Proyecto Casa Nómada by the Grupo Del Borde, is presented as a temporal and mobile make-shift dwelling that travels from one place to another on a tree trunk. Lacking any sort of fixed residence, it moves constantly. The project was parked for only a day at the Paseo de las Rosas in Ushuaia, before embarking on another journey. They move unto the Bahí­a Encerrada, perform and stop once again momentarily at the Barrio Felipe Varela, not without first inviting all those who wish to stop by and visit with them to dance a tango, drink some hot brew, or simply chat with them at their house. In another more distant dialogue, Haro Callesten and Stautsager draw upon the similarities between Ushuaia and a Danish city help of publications, conversation, field recordings and photographic records.

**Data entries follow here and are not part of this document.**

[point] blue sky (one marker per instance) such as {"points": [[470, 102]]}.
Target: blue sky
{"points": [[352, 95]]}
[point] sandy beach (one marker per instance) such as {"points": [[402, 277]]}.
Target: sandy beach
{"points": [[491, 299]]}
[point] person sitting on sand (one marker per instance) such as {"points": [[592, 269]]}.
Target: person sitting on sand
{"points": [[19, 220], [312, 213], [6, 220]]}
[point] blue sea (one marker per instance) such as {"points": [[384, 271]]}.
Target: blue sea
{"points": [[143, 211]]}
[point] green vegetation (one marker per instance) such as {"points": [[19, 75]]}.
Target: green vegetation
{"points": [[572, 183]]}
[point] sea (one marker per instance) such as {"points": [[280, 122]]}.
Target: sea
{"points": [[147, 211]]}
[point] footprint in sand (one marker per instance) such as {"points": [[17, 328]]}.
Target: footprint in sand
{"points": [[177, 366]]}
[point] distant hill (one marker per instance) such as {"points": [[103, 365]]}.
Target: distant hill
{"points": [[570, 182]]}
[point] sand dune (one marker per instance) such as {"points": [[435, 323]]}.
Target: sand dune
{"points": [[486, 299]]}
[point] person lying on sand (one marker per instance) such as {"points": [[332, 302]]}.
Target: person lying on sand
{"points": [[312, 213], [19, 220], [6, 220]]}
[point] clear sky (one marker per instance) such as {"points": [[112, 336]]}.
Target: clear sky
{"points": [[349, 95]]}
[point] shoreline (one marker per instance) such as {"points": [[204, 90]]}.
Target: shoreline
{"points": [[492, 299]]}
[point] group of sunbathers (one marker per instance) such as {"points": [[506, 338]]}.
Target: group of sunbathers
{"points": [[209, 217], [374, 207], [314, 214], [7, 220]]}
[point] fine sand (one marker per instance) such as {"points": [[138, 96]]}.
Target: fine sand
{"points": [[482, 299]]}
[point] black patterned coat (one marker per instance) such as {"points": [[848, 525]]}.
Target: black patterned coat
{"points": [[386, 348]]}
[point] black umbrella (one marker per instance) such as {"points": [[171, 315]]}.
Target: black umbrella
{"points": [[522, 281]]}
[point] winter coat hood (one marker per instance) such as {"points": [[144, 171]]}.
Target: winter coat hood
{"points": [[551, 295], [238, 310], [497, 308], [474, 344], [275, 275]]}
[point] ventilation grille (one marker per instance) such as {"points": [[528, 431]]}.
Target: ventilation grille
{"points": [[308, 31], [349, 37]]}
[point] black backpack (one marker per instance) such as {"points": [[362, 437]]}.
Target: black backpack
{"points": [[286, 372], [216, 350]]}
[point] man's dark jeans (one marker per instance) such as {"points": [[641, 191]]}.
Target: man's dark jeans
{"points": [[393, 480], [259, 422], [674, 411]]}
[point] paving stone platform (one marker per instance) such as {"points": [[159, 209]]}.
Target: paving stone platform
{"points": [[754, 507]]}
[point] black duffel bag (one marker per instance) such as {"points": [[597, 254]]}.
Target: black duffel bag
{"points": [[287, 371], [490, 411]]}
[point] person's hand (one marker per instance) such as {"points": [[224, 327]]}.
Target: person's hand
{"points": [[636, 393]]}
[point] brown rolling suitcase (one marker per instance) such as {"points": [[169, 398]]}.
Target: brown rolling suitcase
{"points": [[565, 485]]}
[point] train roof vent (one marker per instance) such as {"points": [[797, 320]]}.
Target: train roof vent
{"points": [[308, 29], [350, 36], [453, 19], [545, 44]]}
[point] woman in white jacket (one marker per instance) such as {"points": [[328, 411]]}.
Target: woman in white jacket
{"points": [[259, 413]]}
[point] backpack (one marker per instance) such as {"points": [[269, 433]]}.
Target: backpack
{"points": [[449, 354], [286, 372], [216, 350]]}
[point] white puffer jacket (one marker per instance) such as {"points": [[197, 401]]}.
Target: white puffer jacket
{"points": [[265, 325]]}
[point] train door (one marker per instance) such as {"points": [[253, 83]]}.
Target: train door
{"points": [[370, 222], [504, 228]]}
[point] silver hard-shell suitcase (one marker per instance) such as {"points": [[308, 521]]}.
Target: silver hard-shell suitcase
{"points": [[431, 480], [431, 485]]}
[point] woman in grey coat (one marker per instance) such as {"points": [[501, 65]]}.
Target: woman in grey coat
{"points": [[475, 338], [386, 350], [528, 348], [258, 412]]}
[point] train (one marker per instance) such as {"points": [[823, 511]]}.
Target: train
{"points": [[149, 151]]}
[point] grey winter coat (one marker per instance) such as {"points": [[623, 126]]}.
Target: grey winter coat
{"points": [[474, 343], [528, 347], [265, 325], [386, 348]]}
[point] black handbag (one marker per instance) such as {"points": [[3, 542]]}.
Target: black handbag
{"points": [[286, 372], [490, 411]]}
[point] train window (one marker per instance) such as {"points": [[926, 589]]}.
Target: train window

Daniel Trama’s work insists upon going over a different territory: the installation format. His proposal’s concern with how to recycle temperatures translates itself into a simulacrum toying with the idea of circuitry. Ice blocks, represented on blue wax, melt with the aid of cables fed by hot stoves crossing a landscape and back again. The cable becomes a line in the drawing and serves as an energy conduit in a self-sustaining feeding system. The cables are also a system of passages and transformations on the state of the material that turn it into a self-referencing circuit. Helical lights act as a conceptual oscillation and manage to project a very potent rectangle of light on the wall, transforming the drawing into something pictorial and thereby disarticulating the limits proposed by the format.

4.
Aves Migratorias, a project carried out in several stages and coordinated with the assistance of schools by Edith Matzen Hirsch and Fernando Goin as well as Prácticas Sensibles, directed by Marcelo Giménez and Alicia Romero, were initiatives linked to the educational sphere. In this way, an in situ platform and a virtual one were articulated as part of the promotional effort, teaching, training, and artistic discussion. Interviews and information were available through a website showing the activity by the artists of the Patagonia region. Environmental concern was to be found in videos by Andrea Juan, who worked with a team of glaciologists and geographers registering performances in the Antarctic.

Charly Nijenshon also inscribed his work in this line through his lanscape projects. Among other artists who also focused on ecological emergencies, Jorge Fargas presented the Modelo de centinela climático, a gigantic information collecting sunflower that is sensitive to meteorological changes.

5.
Finally, we might say that what is specific to a site can be thought of only through repetition. This biennial amounts to a first exercise of perception upon place. Self-Reflexivity is no doubt a point of departure. Only insistence and (dis)continuity will give this movement new possibilities capable of actualizing a small story that is to begin at the end of the world.